This is not what democracy looks like: The long, slow death of Jefferson's dream

In the glory days of the anti-globalization movement, circa the “Battle in Seattle” of 1999, there was an oft-repeated street scene some of you will remember. A group of protesters would seize an intersection or a block for a little while, likely because the police were otherwise occupied or couldn’t be bothered or didn’t want to bust heads while the cameras were watching. The ragtag band would haul out the drums and noisemakers, climb the lampposts and newspaper boxes with colorful banners, and send out an exuberant chant: “This is what democracy looks like!” (Contrary to what you may have heard, smashing the Starbucks windows was not required, and not all that common.)

It’s easy to snark all over that from this historical distance: If democracy looks like a noisy street party involving white people with dreadlocks dressed as sea turtles, count me out!
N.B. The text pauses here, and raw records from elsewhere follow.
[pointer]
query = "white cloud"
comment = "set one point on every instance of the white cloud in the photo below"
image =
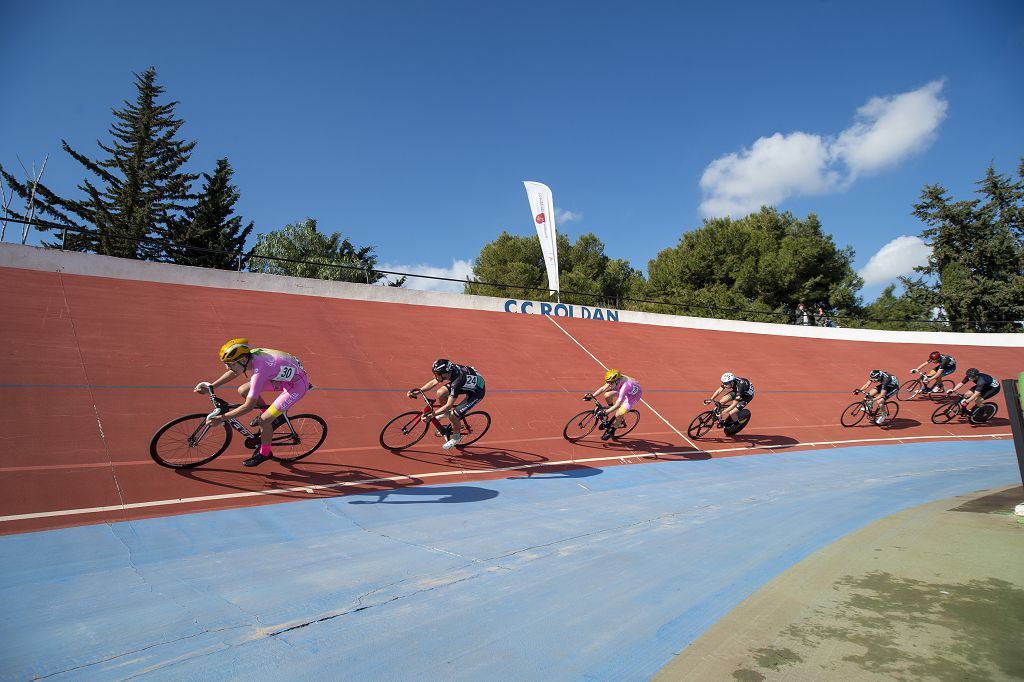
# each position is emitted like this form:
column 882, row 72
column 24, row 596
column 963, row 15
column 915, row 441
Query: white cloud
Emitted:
column 890, row 129
column 896, row 258
column 561, row 215
column 774, row 168
column 460, row 270
column 887, row 130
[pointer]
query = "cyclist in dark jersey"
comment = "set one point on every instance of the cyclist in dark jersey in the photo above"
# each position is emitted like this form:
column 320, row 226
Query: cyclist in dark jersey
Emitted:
column 985, row 386
column 462, row 380
column 888, row 384
column 738, row 392
column 944, row 366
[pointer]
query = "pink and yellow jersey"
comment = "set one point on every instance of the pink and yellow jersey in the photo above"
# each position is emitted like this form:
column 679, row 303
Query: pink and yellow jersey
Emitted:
column 629, row 393
column 283, row 372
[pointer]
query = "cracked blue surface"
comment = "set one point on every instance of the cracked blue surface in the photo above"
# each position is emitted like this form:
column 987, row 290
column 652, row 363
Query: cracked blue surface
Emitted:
column 600, row 573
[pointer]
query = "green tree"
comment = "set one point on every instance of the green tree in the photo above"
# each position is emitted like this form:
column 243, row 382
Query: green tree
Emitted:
column 209, row 224
column 137, row 190
column 766, row 263
column 586, row 274
column 975, row 273
column 897, row 312
column 306, row 252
But the philosophy behind that radical-activist moment was not nearly as naive as it might look from here, and much of the problem lies in that troublesome noun: democracy. In those post-Communist, pre-9/11 days, the era of the “end of history,” democracy in its liberal-capitalist formulation was assumed to be the natural fulfillment of human society. It was the essential nutrient-rich medium for the growth of all good things: Pizza Hut, parliamentary elections, knockoff designer clothes and broadband Internet, not to mention all the wonderful gizmos that were about to be invented. Even anti-capitalist protesters were compelled to embrace the rhetoric of democracy, if only to suggest (as Gandhi did about “Western civilization”) that it was a great idea but we hadn’t gotten there yet.

A decade and a half later, democracy remains officially unopposed on the world stage, yet it faces an unexpected existential crisis. Since the collapse of the Soviet Union, American-style liberal-capitalist democracy has presented itself to the world as “the only legitimate form of expression or decision-making power” and “the necessary first condition of freedom.” (I’m quoting ananarchist critique by Moxie Marlinspike and Windy Hart, which is well worth reading.) But it has abruptly and spectacularly stopped working as advertised: The broken American political system has become a global laughingstock, and numerous other Western countries that modeled their systems on ours are in chronic crisis mode.